Envelheço, sem sombra de dúvida. Sou um dos últimos leitores de jornais impressos. iPad não suja os dedos com tinta. Não que eu goste de sujá-los, é que eu não tenho um iPad. Não posso pagar tudo isso para constatar aliviado que, finalmente, o Pinpoo alça vôo para Guarapari, devidamente chipado. É uma pena, o Rio Grande perde uma das suas maiores personalidades. Restar-nos-á o consolo da visão da sua estátua, erguida ao lado do Laçador, como aquela do cão Balto, no Central Park de Nova York. Balto percorreu 1600 km, sob nevasca, para transportar medicamentos contra difteria e salvou as crianças de Nome, no Alaska, em 1925. E Pinpoo? Bem, Pinpoo fugiu.
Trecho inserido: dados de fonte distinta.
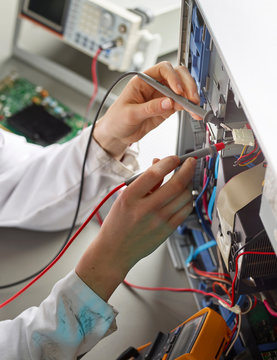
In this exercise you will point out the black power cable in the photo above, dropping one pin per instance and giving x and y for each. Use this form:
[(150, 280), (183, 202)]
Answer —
[(81, 183)]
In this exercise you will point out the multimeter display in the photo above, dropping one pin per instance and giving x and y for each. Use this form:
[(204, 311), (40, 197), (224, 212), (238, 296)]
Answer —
[(202, 336)]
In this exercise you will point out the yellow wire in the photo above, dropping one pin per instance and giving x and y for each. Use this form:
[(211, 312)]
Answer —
[(243, 150), (249, 162)]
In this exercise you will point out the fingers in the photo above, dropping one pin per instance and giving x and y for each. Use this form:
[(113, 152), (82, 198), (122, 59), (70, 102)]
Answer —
[(190, 88), (151, 178), (179, 80), (165, 72)]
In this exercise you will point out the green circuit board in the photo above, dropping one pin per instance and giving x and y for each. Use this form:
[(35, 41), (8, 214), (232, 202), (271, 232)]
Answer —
[(29, 110)]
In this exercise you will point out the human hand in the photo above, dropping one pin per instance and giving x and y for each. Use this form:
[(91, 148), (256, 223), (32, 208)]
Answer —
[(140, 108), (141, 218)]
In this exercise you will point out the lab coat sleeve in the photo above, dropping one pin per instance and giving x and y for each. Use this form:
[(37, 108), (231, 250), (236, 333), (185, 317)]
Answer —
[(66, 325), (40, 186)]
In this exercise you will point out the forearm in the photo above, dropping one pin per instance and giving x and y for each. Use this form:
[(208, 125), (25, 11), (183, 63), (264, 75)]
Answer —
[(41, 192), (67, 324)]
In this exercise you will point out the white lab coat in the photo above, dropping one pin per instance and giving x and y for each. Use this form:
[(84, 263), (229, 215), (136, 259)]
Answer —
[(39, 189)]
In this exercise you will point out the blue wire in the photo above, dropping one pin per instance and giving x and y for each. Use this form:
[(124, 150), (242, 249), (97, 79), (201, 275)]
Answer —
[(249, 165), (216, 167), (232, 316), (189, 258), (211, 203), (203, 247)]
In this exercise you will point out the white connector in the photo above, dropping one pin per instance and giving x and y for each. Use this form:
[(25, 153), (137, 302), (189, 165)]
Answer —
[(243, 137)]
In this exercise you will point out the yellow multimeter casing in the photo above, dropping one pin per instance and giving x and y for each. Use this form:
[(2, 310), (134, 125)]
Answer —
[(208, 334), (202, 336)]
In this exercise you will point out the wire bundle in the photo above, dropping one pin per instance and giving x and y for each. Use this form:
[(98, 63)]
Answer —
[(247, 159)]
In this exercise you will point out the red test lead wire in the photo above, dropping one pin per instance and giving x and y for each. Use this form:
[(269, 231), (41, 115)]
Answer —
[(197, 154), (65, 248)]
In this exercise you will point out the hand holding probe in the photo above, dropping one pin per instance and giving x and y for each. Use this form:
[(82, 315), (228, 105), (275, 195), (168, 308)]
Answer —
[(188, 105), (197, 154)]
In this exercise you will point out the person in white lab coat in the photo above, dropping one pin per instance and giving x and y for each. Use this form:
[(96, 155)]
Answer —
[(39, 189)]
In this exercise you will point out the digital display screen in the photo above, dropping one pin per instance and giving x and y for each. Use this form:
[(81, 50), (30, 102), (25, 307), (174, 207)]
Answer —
[(50, 12)]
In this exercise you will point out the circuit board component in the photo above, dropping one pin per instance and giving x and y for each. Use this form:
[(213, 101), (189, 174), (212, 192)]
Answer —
[(28, 109)]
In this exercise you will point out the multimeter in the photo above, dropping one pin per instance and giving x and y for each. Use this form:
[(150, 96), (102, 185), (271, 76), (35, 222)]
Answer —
[(202, 336)]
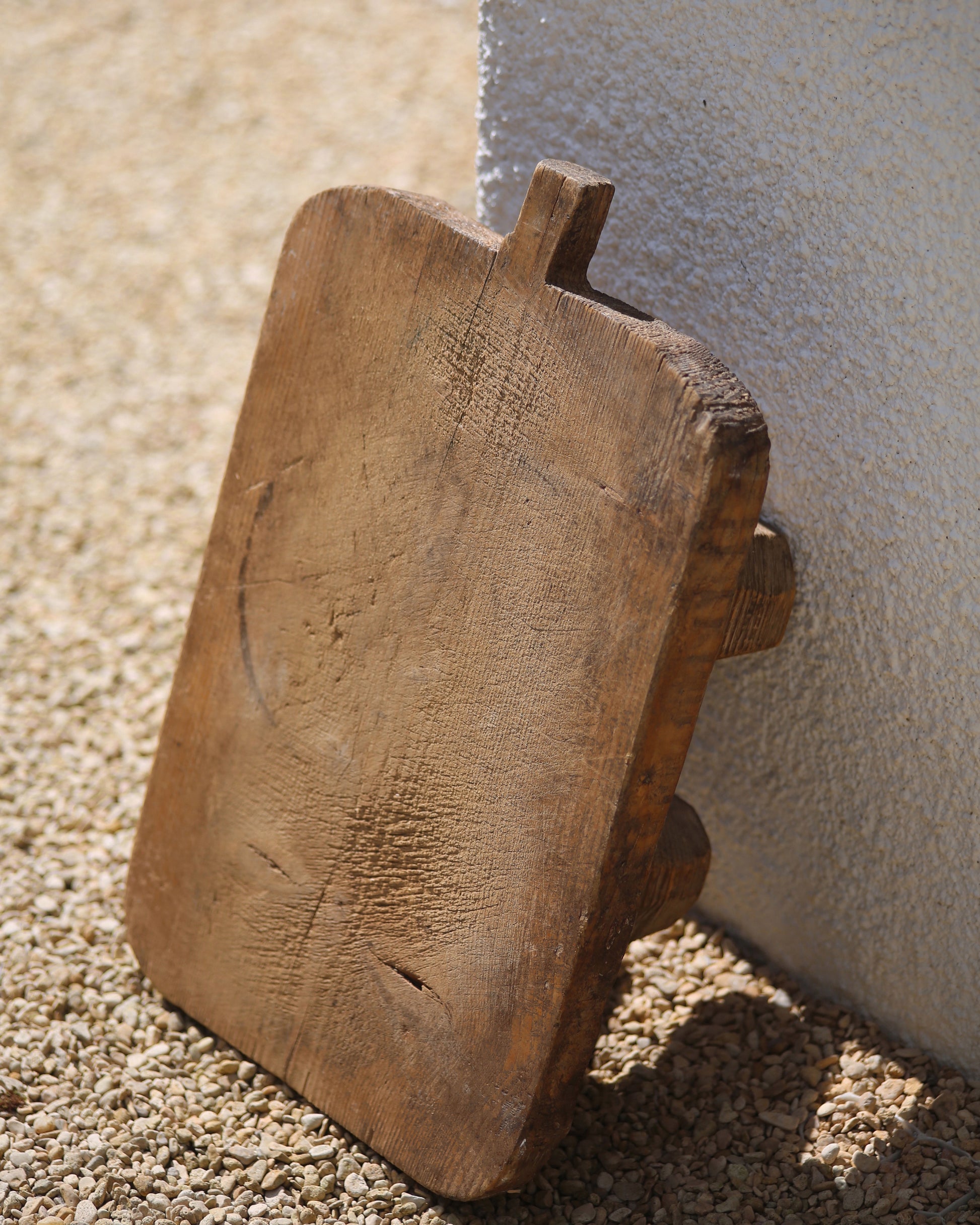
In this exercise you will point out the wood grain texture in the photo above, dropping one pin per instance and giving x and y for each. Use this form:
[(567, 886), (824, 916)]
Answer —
[(679, 870), (471, 568), (763, 596)]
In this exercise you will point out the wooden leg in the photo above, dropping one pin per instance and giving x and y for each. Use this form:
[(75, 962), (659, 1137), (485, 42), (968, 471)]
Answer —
[(680, 865), (763, 597), (757, 622)]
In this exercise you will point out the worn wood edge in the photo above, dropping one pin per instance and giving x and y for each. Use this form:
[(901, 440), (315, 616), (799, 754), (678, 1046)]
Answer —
[(763, 598), (678, 872)]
Há mais do que Pinpoos no jornal. Os leitores atuais não gostam de palavras, pois elas confundem a visualização das figuras. Fica muito confuso enxergar alguma coisa com todas aquelas letras em carreirinhas para atrapalhar. Uma imagem fala por mil palavras, dizem. Tento me concentrar nas palavras restantes. “O deputado Jair Bolsonaro (PP-RJ) costuma lavar peças grandes ou muita roupa protagonizou um novo bate-boca na Câmara nesta quarta-feira, tanto que todas elas têm nota A na classificação energética oficial do Procel ao criticar homossexuais durante uma audiência pública sobre segurança pública. Bolsonaro graças a um avançado sistema de amortecimento que minimiza as chances de barulhos indesejáveis durante o funcionamento atacou o 'kit gay' --vídeos anti-homofobia que o Ministério da Educação estuda distribuir às escolas. Por que eu devo comprar uma lavadora bonita se isso não interfere no funcionamento? O ministro da Justiça, principal convidado da audiência pública, entrou na polêmica mais de uma hora depois. Segundo ele, caso isso ocorra, o sifão poderá dispensar o produto antes do tempo adequado e manchar os tecidos.” Creio que preciso de um iPad, urgente. Ah, percebo – como diria um atendente de telemarketing -, imprimiram uma peça publicitária logo ao lado da coluna de notícias. Lendo assim, de carreirinha, os textos se confundem. No iPad deve ser diferente. Como não o tenho, vai um marca texto. Pinto de verde o que é notícia e de vermelho o que é publicidade. Transformo o jornal no mar vermelho. Vamos às pintas verdes. Essa é nova: cientistas do Fred Hutchinson Cancer Research Center descobrem que dietas ricas em Omega 3 dobram a chance de se desenvolver câncer na próstata. Já os cientistas do Hospital Christie, de Manchester, descobrem que dietas ricas em Omega 3 detêm o desenvolvimento do câncer de próstata. Por sorte, criaram um resumo da notícia para leitura pelos filhos. Assim fica mais simples: se a mamãe comer muito peixe, desenvolverá câncer na próstata. Então, basta que ela coma mais peixe para que o câncer vá embora. Por via das dúvidas, peça bifes ao papai e mantenha-o longe dos peixes.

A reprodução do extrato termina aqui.